Quality Magazine

Manufacturing Output Grows

March 1, 2007

WASHINGTON, D.C.-Driven by a 0.7% jump in manufacturing output, the Federal Reserve reported that overall industrial production rose 0.4% in December 2006. “After three consecutive monthly declines, this upturn is a hopeful indication that the recent slowdown in industrial activity may be coming to an end,” says David Huether, chief economist for the National Association of Manufacturers.

“For manufacturing, which accounts for more than three-quarters of industrial output, the 0.7% surge in activity was the strongest gain in six months,” Huether says. “It was driven by solid increases in computers and electronic products, machinery, aircraft and motor vehicles, as well as a number of nondurable products such as apparel and petroleum and coal.”

Throughout 2006, manufacturing production increased by 3.7%. And with overall GDP growth expected to come in at 3.1% in 2006, manufacturing has, for the first time since the late 1990s, outpaced the overall economy for three consecutive years.

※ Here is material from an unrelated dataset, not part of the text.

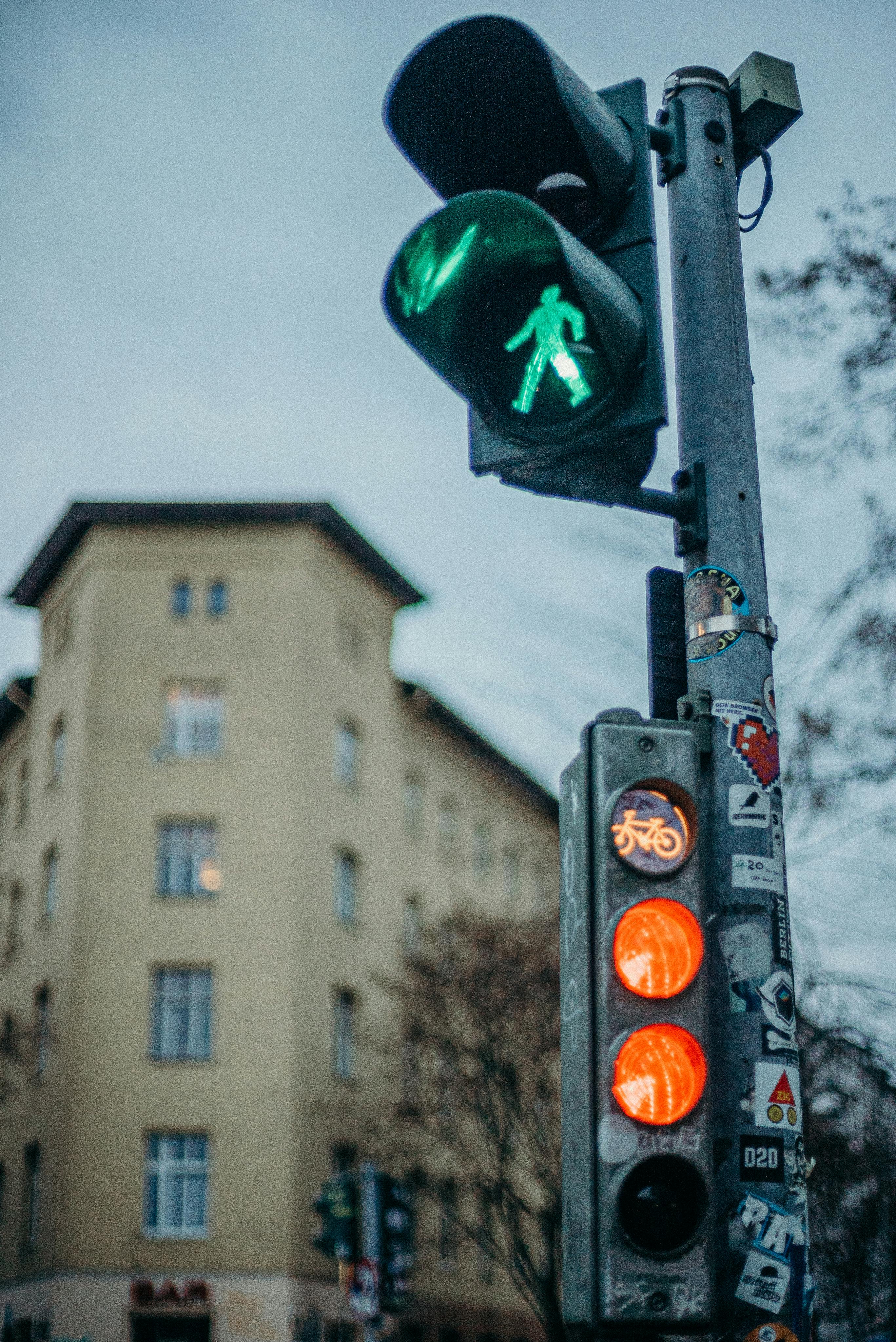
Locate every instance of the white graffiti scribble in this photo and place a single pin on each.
(572, 1011)
(687, 1301)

“Robust growth in both exports and business investments is the principal reason manufacturing outpaced the general recovery again last year,” Huether says. “This is evident by double-digit growth in both aircraft and electronics production last year as well as strong growth in machinery production.”

At the same time, 2006 was not a banner year for all manufacturers. “For sectors closely aligned with housing, such as wood products, furniture and nonmetallic minerals, production declined by nearly 6%,” Huether says. “Likewise, after significant increases between 2002 and 2004, a second- consecutive decline in car sales caused a contraction in motor vehicle production last year.

“With business investment moderating in 2007 and the housing downturn likely to come to an end by mid-year, the manufacturing expansion will grow more-in line with the general economy, or at about 3%, for the coming year,” Huether adds.